Geen beroering
Merkwaardige rechtspleging in IJslandse roman
Het verhaal van Sam door Per Olof Sundman Uitgever: Unieboek, f 29,50
Marc Haagen
Net als de meeste vertellingen, sprookjes en legenden is ook Het verhaal van Sam geen literatuur, zelfs wanneer deze duizend jaar oude sage naar het IJsland van een veel recenter datum wordt getransponeerd; een tijd waarin wél reeds auto's en bussen rijden, maar de rechtspleging op een merkwaardige wijze geschiedt.
Ravnkel Hallfredson is districtscommissaris en eigenaar van een rijke hereboerderij in één van de IJslandse dalen. Bij de overige, kleinere boeren heeft hij zich in de loop van de tijd niet bepaald geliefd gemaakt - integendeel: de meeste dalbewoners vrezen hem en vooral zijn macht en invloed.
Einar, zoon van één van die keuterboeren, verlaat het bedrijf van zijn vader om in dienst te treden van Ravnkel, die hem één ding stevig op het hart drukt: nooit ofte nimmer Frejfaxe te berijden, zijn lievelingspaard. Wanneer Einar dit verbod toch overtreedt, wordt hij door zijn baas in koelen bloede vermoord - ogenschijnlijk om deze reden maar in feite omdat hij met Ravnkels vrouw heeft geslapen.
De vader van het slachtoffer weigert de hoge schadeloosstelling die Ravnkel hem aanbiedt, eist arbitrage - het benoemen van scheidsmannen die recht spreken - maar aangezien dát een gebruik is tussen gelijken, vraagt hij zijn neef Sam de eis over te nemen en Ravnkel voor het ‘thing’ te dagen. Deze rechtbank heeft slechts eenmaal per jaar zitting en wordt traditioneel gekoppeld aan een kermis.

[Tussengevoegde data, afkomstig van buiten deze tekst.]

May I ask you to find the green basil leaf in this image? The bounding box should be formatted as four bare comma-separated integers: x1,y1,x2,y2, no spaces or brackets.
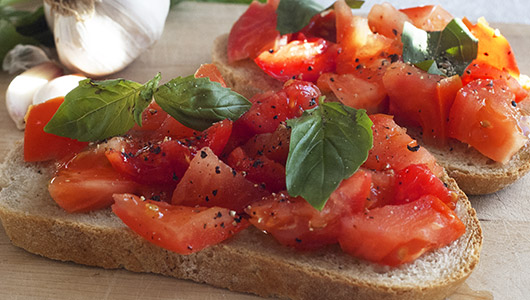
0,20,37,62
133,73,161,126
285,102,373,210
401,19,478,76
44,79,145,141
276,0,364,35
414,59,446,76
154,76,252,131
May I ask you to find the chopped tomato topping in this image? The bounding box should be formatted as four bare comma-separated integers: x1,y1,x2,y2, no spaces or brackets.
400,5,454,31
254,38,337,82
171,148,270,212
449,79,527,163
339,195,466,266
112,194,248,254
463,18,519,78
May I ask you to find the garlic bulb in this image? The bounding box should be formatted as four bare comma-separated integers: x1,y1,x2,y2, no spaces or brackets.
33,75,86,105
6,62,63,130
44,0,170,77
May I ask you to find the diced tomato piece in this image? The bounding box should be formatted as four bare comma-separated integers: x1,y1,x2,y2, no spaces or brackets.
105,139,194,187
383,62,461,145
463,18,519,78
365,169,396,209
48,148,172,213
226,147,286,192
339,195,466,266
449,79,527,163
236,80,321,135
368,2,412,39
462,61,529,102
194,64,226,87
171,148,270,212
363,114,443,176
300,10,337,43
24,97,88,161
335,0,401,74
392,165,458,209
317,73,387,114
228,1,280,63
242,125,291,166
254,38,338,82
245,171,370,250
112,194,248,254
400,5,454,31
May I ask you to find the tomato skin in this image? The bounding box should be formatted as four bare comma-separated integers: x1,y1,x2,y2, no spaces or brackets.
391,164,458,210
24,97,88,162
254,38,338,82
339,195,466,266
462,18,519,78
171,148,270,212
363,114,443,177
228,1,280,63
236,80,321,136
112,194,248,254
449,79,527,163
400,5,454,31
226,147,286,192
245,170,370,250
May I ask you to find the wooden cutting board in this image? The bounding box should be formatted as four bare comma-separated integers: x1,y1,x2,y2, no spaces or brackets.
0,3,530,300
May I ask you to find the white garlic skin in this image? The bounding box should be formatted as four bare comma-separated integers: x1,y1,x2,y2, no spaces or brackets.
33,75,86,105
6,62,63,130
44,0,170,77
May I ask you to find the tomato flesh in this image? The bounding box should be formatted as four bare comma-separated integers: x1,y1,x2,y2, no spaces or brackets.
363,114,443,176
228,1,280,63
338,195,465,266
463,18,519,78
236,80,321,136
48,146,137,213
449,79,527,163
112,194,248,254
24,97,88,162
171,148,270,212
392,164,458,210
254,38,337,82
245,171,370,250
400,5,454,31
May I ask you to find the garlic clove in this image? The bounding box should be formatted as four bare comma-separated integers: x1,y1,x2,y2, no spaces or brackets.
44,0,170,77
6,62,63,130
33,75,86,105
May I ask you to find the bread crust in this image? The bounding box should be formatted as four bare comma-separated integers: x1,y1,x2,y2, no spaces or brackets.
212,34,530,195
0,143,482,299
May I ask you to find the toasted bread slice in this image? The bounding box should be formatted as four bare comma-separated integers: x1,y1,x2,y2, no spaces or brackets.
212,35,530,195
0,143,482,300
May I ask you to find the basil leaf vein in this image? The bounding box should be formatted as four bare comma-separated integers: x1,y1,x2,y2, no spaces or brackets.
286,103,373,210
401,19,478,76
154,76,252,131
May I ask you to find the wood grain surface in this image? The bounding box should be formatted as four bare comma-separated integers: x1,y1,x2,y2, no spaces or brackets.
0,3,530,300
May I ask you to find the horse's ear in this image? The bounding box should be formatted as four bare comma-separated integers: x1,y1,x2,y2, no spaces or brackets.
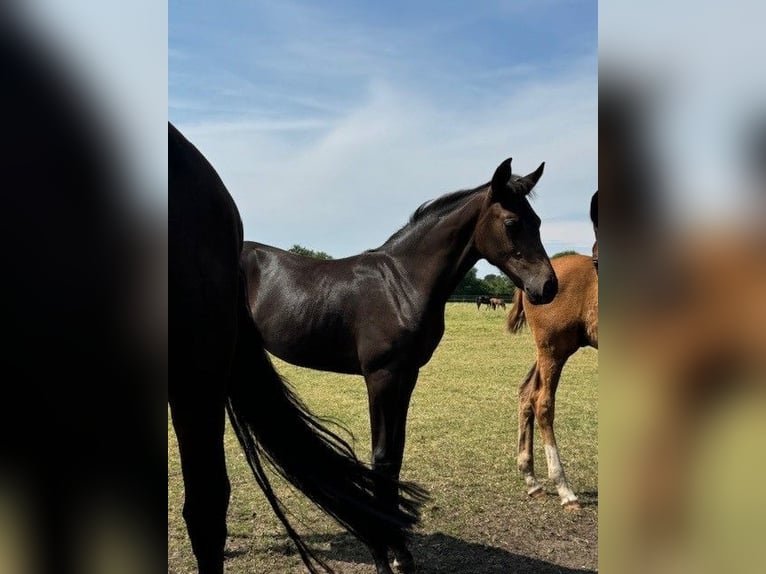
511,162,545,196
490,158,512,199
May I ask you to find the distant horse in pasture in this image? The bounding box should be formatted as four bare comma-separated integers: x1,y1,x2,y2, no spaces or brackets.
242,159,558,572
168,124,423,574
476,295,492,310
508,255,598,508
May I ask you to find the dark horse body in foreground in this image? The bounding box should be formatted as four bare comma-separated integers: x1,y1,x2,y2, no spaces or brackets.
168,124,422,574
242,159,558,571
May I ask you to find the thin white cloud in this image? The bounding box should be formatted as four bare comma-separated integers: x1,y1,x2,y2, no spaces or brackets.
179,52,598,266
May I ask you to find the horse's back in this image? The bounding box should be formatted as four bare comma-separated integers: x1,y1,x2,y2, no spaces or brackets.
168,124,241,398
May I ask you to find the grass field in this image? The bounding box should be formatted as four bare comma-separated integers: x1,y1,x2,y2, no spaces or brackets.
168,303,598,574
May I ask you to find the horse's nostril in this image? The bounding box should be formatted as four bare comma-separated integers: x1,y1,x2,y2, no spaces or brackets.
543,279,559,301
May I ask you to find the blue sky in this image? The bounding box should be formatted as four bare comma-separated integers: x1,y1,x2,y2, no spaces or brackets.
168,0,598,275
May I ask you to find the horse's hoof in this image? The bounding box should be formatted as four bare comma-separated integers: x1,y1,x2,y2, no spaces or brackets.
527,486,545,498
392,548,416,574
561,500,582,512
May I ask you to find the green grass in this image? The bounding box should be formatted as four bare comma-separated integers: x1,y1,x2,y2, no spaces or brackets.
168,303,598,574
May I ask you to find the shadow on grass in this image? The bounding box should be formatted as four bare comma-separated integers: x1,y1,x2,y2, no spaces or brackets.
269,532,595,574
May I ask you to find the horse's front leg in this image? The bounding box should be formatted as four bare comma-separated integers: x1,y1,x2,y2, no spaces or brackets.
365,369,418,574
535,356,580,510
170,391,230,574
516,363,543,496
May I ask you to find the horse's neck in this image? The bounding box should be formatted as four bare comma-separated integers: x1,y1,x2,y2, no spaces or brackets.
390,197,483,303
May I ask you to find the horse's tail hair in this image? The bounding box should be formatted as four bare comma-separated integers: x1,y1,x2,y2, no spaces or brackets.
227,276,428,574
508,289,527,333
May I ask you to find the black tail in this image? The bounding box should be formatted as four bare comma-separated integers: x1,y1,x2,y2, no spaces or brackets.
227,282,427,573
508,289,527,333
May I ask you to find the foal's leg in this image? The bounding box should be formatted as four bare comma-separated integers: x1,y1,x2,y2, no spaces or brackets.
365,369,418,574
535,354,580,510
171,396,230,574
516,363,543,496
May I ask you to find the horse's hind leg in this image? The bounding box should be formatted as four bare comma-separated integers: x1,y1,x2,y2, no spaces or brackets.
516,363,543,496
365,369,418,574
171,397,230,574
534,355,580,510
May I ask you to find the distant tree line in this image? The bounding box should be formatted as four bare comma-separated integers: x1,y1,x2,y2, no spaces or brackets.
451,267,516,300
288,243,333,260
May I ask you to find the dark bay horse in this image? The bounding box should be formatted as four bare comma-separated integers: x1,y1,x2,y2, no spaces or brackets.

Beide partijen dienen hun eigen getuigen te zoeken, mensen die bereid zijn de aanklager bij te staan in zijn eis en anderen die de beklaagde van de beschuldiging proberen te ontlasten.
Het thing veroordeelt Ravnkel maar zoals de secretaris van de rechtbank zegt: ‘We hebben een uitstekend rechtsapparaat ondanks het feit dat de aangestelde ambtenaren te slecht worden betaald. Maar we hebben geen uitvoerende macht. Als gevolg hiervan zijn veel goede vonnissen een farce geworden; vastgelegd in de protocollen maar niet vastgelegd in de werkelijkheid.’ Dus bepaalt Sam zelf de strafmaat om dan vervolgens, samen met zijn getuigen, ook de uitvoering ervan voor zijn rekening te nemen; actie en reactie culmineren tot een ware tragedie.
De flaptekst belooft een ‘sfeervolle, sterk filmische roman’, maar een paperback van 172 blz. pleeg ik nog steeds, ouderwets misschien, een novelle te noemen. Ook dat ‘sterk filmische’ blijkt een afgemeten staccato-stijl te zijn die kaal en kortaf overkomt, en waarbij bewegingen en uiterlijkheden de overhand krijgen op de psychologische ontwikkelingen en gedachten van de karakters, die aldus nauwelijks diepte krijgen en schemerig blijven. Opvallend en bijzonder storend zijn de talloze woordherhalingen. Twee of drie maal een bepaald woord herhalen kan functioneel zijn of een origineel effect geven, maar de manier waarop de Zweed Sundman te werk gaat, zou je eerder in een opstel van een middelbare scholier verwachten.
Stijl en verhaal zijn niet bepaald van die aard dat ze de lezer opslorpen, hem meesleuren in wat bij fraaie boeken een rivier met sterke stroming kan zijn, en bij magnifieke literatuur zal uitgroeien tot een woeste, kolkende bergstroom. Afgezien van de woordherhalingen is het geheel niet slecht geschreven of oninteressant, maar je raakt niet voldoende geïntrigeerd en geboeid om popelend van nieuwsgierigheid naar die laatste bladzijden het boekje in één keer uit te lezen; daarvoor blijft een en ander te kleurloos, te grijs.
Net als het omslag met wat kleur en een tekening werd opgevrolijkt, bevat Het verhaal van Sam enige intelligente en originele zinnen of beschrijvingen, maar het water wordt er nauwelijks door in beroering gebracht.